On the issue of the reglementary period to appeal a Voluntary Arbitrator's decision and the applicability of PHILEC: The Court reiterated that Article 262-A of the Labor Code provides that the award or decision of a Voluntary Arbitrator or Panel of Voluntary Arbitrators shall be final and executory after ten (10) calendar days from receipt of the copy of the award or decision by the parties. This statutory period must be strictly complied with, as it is jurisdictional. While Rule 43, Section 4 of the Rules of Court provides a 15-day period to appeal to the CA, this rule cannot diminish or modify the substantive right provided by the Labor Code. In cases of conflict between a statute and the Rules of Court, the statute prevails. Therefore, the appeal of a Voluntary Arbitrator's decision to the CA must be filed within ten (10) calendar days from receipt of the decision. The Court found no merit in petitioner's contention that the PHILEC case, decided on December 10, 2014, should not apply because its petition was filed on February 24, 2015, and it had no opportunity to know of the new prescriptive period. The Court emphasized that the 10-day period is provided in the Labor Code itself, and the PHILEC decision merely applied existing law. Furthermore, the Court noted that a similar ruling affirming the 10-day period was already made in the 2005 case of Coca Cola Bottlers Philippines, Inc., Sales Force Union -PTGWO-Balais v.

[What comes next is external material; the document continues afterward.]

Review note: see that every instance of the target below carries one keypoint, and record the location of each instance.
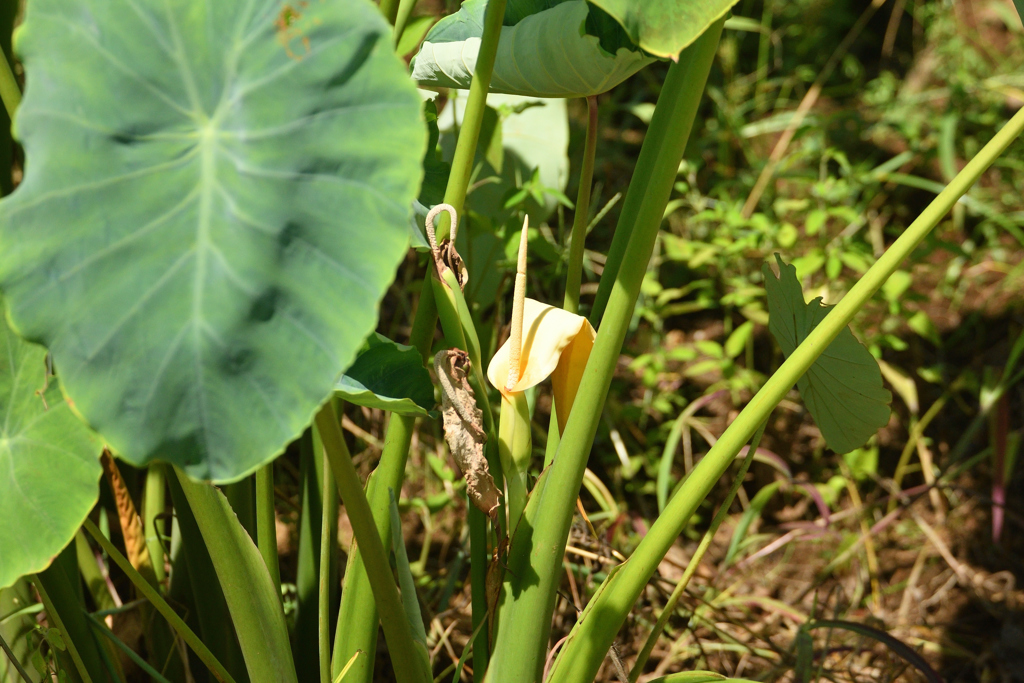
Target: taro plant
(216, 198)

Coca Cola Bottlers Philippines, Inc. The petitioner failed to present proof that the PHILEC decision had not yet been published or disseminated by the time it filed its appeal. Thus, the PHILEC decision, being the most recent pronouncement on the matter and consistent with prior jurisprudence, applies to the instant case. On the finality of the Voluntary Arbitrator's decision: Since the petitioner filed its petition for review with the CA 15 days after receiving the PVA decision, which was beyond the 10-day reglementary period, the PVA decision had already lapsed into finality. Consequently, the CA correctly dismissed the petition for review as it had no appellate jurisdiction to act on an appeal filed beyond the period prescribed by law. A final and executory judgment becomes immutable and unalterable, and any amendment or alteration made to it would be null and void for lack of jurisdiction.

Main Doctrine

A Voluntary Arbitrator's award or decision must be appealed before the Court of Appeals within ten (10) calendar days from receipt of the award or decision, as provided in Article 262-A of the Labor Code. Failure to perfect an appeal within this period results in the decision becoming final and executory, depriving the appellate court of jurisdiction.